Y escribió apresuradamente sobre unas tablillas las líneas siguientes:

«A monsieur Lenoir, mi arquitecto: Limpiar patio y vestíbulos, restaurar bajos y caballerizas, demoler el pabellón interior, reducir el palacio a dos pisos… en ocho días».

«Veamos ahora si se ve bien desde aquí la ventana de la condesita».

Se acercó a una ventana del segundo piso del palacio, desde donde se dominaba parte de la calle Saint-Claude por encima de la puerta cochera. Poco más allá, se veía el alojamiento de Juana de la Motte.

«No puede fallar. Las dos mujeres tienen que verse».

Volvió a tomar su linterna, bajó la escalera y salió. Una hora después llegaba a su casa y enviaba su proyecto al arquitecto.

En efecto, desde el día siguiente, cincuenta obreros invadieron el palacio; el martillo, la sierra y los picos resonaban por todas partes, los montones de hierba humeaban en un rincón del patio, y, al llegar la noche, los transeúntes vieron una gran rata colgada de una pata, pendiendo de un travesaño en el patio, en medio de un grupo de trabajadores que se regodeaban contemplando su gordura y su mostacho gris.
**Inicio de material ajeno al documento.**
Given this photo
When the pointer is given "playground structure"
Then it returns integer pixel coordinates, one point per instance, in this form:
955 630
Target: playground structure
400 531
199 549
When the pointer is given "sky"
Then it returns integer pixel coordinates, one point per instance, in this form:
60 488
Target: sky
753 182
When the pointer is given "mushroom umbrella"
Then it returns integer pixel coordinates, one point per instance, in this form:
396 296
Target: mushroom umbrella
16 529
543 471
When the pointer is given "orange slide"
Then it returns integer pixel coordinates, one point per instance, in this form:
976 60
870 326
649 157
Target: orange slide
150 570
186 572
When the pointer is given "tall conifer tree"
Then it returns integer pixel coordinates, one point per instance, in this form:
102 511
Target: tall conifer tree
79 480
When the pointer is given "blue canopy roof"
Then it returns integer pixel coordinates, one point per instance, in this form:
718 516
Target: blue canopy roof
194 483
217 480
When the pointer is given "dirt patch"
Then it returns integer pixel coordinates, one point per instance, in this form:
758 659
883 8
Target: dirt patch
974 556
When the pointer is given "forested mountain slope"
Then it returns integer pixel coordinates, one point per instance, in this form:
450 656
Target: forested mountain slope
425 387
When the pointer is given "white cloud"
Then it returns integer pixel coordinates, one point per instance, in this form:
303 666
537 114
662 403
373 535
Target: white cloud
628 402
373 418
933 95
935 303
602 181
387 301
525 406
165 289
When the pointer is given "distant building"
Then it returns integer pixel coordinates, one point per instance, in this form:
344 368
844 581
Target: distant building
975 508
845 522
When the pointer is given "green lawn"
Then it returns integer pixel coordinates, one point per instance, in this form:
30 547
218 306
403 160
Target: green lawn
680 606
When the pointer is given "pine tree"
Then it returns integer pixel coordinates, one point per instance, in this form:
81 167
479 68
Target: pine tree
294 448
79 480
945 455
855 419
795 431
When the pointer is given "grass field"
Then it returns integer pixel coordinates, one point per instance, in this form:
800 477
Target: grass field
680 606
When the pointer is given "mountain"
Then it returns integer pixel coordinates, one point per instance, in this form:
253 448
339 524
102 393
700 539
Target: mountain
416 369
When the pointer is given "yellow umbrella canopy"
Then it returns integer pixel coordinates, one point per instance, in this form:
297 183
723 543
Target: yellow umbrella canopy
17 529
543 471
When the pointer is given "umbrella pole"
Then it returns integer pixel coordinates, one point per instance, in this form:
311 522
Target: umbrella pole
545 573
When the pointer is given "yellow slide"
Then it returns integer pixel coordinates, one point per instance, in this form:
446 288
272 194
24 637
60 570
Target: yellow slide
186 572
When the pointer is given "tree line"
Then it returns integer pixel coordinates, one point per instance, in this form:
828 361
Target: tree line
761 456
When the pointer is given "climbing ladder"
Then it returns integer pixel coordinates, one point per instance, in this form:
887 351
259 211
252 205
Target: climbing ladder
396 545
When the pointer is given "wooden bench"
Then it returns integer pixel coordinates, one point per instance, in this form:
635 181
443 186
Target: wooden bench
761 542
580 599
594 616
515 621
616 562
Al silencioso habitante del palacio lo había tapiado en su agujero la caída de una gran piedra. Medio muerto cuando la grúa levantó la piedra, fue cogido por la cola y sacrificado para diversión de los jóvenes auverneses que amasaban el yeso, y sea por vergüenza o sea por asfixia, no sobrevivió. El transeúnte le dedicó esta fúnebre oración: «Uno que ha sido feliz durante diez años».

Sic transit gloria mundi[75].

En ocho días la casa fue restaurada según las instrucciones que De Cagliostro había enviado al arquitecto.